Some more speed can be had by recognizing that the query hits are ordered. We want to calculate a mean for each run of query hits. We start by creating a variable to indicate the ends of each query hit run
idx <- c(queryHits(olaps)[-1] != queryHits(olaps)[-length(olaps)], TRUE)
and then calculate the cumulative scores at the ends of each run, the length of each run, and the difference between the cumulative score at the end and at the start of the run
scoreHits <- cumsum(scores[subjectHits(olaps)])[idx]
n <- diff(c(0L, seq_along(idx)[idx]))
xt <- diff(c(0L, scoreHits))
And finally, the mean is
res2 <- xt / n
This takes about 0.6s for all the data, and is identical to (though more cryptic than?) the data.table result
> identical(res1, res2)
[1] TRUE
The original coordinates corresponding to the means are
start(q)[ queryHits(olaps)[idx] ]
Something like this might be faster :
require(data.table)
subscores <- as.data.table(subscores)
subscores[, cond := V1 < coordvec & V2 > coordvec]

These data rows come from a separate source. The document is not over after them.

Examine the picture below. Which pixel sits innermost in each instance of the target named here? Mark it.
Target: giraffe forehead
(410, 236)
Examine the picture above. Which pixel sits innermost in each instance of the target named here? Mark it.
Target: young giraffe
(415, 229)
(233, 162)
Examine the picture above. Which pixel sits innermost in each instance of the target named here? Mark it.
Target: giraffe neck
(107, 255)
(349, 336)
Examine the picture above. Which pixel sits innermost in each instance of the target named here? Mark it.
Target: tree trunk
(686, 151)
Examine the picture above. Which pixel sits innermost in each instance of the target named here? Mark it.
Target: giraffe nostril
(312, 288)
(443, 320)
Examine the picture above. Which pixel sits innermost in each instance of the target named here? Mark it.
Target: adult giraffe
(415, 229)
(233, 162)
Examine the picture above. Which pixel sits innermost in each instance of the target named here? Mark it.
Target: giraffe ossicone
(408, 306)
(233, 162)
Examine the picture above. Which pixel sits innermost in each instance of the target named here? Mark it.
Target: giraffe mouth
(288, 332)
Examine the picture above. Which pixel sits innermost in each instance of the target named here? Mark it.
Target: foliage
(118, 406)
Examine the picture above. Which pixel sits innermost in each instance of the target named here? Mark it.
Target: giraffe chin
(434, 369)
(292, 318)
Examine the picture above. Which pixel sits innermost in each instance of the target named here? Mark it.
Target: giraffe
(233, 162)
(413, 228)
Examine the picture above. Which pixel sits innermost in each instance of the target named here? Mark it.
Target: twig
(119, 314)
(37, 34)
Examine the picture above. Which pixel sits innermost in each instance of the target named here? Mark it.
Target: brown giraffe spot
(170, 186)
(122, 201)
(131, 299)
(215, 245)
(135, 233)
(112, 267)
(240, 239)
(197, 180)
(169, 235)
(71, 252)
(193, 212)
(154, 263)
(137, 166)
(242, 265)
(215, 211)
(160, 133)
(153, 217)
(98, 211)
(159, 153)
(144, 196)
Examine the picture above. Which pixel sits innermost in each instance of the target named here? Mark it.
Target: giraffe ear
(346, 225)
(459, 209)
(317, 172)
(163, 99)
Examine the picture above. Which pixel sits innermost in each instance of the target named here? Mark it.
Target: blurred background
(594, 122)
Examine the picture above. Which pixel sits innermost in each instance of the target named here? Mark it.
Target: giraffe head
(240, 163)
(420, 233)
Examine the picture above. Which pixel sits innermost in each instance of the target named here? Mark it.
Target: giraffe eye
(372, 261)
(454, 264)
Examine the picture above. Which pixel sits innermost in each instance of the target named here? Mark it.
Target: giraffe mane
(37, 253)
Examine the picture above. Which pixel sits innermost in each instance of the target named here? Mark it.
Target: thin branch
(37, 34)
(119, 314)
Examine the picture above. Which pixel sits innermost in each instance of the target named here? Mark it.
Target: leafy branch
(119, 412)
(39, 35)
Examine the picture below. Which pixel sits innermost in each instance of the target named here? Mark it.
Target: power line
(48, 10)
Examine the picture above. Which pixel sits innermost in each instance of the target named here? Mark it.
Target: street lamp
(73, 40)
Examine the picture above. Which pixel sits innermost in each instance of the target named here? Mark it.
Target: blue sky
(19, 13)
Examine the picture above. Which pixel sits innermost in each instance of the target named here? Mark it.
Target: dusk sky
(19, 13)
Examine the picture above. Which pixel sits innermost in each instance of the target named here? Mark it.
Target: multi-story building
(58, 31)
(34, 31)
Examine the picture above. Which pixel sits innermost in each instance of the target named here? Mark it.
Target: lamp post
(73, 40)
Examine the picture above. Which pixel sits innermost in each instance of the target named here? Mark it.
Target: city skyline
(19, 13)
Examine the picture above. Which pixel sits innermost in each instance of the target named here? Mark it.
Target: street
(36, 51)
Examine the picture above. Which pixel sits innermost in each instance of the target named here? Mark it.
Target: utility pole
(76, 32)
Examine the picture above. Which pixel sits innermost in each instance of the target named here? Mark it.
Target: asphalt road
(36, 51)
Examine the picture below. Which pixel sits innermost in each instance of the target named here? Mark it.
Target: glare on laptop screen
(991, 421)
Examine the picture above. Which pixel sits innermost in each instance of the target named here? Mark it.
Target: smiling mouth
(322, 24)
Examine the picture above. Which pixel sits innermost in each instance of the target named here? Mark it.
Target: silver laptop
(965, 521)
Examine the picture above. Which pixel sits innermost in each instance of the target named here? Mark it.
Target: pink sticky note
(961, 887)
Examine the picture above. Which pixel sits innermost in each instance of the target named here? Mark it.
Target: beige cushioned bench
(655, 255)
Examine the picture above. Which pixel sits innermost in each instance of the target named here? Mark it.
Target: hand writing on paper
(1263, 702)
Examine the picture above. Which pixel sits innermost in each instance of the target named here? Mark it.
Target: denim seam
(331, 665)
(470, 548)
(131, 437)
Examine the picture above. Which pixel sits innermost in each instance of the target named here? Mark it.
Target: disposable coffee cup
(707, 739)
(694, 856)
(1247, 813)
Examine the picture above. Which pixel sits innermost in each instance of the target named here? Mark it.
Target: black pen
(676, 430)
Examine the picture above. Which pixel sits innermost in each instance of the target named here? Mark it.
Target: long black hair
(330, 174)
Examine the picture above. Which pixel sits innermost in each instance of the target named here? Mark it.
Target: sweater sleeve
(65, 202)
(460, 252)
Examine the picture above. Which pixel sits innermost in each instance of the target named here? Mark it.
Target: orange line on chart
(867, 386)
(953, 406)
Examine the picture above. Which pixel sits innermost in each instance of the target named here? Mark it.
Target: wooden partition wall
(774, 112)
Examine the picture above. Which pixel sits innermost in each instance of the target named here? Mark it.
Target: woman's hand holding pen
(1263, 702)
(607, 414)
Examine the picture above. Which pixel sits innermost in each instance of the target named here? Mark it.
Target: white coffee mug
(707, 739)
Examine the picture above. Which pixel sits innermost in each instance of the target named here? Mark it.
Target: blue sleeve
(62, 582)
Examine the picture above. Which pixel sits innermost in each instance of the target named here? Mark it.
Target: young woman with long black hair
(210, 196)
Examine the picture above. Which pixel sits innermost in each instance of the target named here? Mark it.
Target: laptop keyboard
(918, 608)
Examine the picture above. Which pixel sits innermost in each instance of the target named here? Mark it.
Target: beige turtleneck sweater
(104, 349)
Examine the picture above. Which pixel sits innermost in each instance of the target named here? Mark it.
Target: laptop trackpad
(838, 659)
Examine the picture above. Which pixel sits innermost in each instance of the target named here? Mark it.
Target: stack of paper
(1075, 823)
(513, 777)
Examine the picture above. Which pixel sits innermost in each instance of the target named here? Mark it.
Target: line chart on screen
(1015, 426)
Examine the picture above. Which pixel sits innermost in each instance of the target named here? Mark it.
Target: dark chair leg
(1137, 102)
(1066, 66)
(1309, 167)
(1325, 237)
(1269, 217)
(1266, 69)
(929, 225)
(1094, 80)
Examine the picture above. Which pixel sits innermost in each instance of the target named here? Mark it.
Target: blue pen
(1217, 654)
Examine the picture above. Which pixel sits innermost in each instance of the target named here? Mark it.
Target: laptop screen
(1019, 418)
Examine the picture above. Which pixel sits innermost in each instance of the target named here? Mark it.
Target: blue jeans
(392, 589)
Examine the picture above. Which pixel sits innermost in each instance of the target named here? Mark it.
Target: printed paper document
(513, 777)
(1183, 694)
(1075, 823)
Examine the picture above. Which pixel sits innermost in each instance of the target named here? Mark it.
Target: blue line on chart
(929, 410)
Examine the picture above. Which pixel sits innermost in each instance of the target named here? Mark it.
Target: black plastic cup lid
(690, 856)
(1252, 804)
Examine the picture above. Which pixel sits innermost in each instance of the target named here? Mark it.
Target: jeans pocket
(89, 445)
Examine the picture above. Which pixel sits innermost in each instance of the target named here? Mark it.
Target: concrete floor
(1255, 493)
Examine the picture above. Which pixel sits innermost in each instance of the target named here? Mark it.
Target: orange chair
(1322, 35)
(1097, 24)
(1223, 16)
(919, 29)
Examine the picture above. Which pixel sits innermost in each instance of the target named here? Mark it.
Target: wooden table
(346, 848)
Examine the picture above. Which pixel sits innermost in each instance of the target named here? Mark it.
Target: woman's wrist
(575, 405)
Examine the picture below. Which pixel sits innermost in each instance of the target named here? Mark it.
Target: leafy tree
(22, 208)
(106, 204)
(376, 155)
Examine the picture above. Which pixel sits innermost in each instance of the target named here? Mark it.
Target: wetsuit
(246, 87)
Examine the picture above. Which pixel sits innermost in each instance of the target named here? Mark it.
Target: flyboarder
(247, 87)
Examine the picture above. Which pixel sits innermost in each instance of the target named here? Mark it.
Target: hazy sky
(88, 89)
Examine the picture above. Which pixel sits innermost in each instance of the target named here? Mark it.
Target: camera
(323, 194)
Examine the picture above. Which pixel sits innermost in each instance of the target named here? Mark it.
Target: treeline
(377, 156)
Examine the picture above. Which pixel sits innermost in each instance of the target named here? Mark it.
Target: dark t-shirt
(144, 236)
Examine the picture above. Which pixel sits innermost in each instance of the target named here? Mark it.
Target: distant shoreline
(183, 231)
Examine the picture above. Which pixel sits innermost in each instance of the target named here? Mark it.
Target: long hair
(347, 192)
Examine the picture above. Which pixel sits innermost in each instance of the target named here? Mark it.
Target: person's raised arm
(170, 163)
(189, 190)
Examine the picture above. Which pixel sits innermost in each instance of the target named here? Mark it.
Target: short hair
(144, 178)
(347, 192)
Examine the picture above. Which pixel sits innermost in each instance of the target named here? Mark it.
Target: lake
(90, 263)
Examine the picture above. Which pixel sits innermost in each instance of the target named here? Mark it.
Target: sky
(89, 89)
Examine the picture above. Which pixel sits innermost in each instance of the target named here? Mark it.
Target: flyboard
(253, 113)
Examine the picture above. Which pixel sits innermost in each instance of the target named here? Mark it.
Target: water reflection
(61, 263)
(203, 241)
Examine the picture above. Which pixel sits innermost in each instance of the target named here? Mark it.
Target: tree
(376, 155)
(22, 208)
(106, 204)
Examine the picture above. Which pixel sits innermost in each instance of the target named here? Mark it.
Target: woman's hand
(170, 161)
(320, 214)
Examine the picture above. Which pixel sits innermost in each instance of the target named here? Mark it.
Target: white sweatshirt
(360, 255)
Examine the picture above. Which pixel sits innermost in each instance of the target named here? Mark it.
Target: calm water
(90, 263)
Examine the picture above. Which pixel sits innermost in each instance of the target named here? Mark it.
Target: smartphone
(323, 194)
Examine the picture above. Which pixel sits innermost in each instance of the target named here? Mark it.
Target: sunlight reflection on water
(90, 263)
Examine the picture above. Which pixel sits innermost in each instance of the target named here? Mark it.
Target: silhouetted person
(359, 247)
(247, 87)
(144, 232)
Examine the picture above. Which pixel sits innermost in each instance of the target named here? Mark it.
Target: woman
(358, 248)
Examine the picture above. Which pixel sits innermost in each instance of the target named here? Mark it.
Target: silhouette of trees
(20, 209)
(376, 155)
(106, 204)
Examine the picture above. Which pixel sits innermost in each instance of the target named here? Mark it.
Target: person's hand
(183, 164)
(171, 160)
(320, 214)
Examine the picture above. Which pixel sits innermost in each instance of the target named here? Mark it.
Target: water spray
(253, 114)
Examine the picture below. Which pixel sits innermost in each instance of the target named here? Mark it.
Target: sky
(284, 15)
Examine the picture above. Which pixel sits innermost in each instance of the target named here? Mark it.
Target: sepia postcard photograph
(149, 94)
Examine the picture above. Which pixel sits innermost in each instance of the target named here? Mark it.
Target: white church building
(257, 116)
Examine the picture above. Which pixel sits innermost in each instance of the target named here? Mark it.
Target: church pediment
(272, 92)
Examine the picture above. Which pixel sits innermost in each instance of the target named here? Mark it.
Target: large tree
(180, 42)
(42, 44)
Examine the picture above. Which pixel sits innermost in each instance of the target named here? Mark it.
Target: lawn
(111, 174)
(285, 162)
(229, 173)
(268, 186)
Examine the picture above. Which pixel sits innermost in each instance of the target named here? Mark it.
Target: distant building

subscores[list(cond)[[1]], mean(V3)]
list(cond)[[1]] because: "When i is a single variable name, it is not considered an expression of column names and is instead evaluated in calling scope." source: ?data.table
Since your answer isn't easily reproducible and even if it were, none of your subscores meet your boolean condition, I'm not sure if this does exactly what you're looking for but you can use one of the apply family and a function.
myfun <- function(x) {
y <- subscores[, 1] < x & subscores[, 2] > x
mean(subscores[y, 3])
}
sapply(coordvec, myfun)
You can also take a look at mclapply. If you have enough memory this will probably speed things up significantly. However, you could also look at the foreach package with similar results. You've got your for loop "correct" by assigning into results rather than growing it, but really, you're doing a lot of comparisons. It will be hard to speed this up much.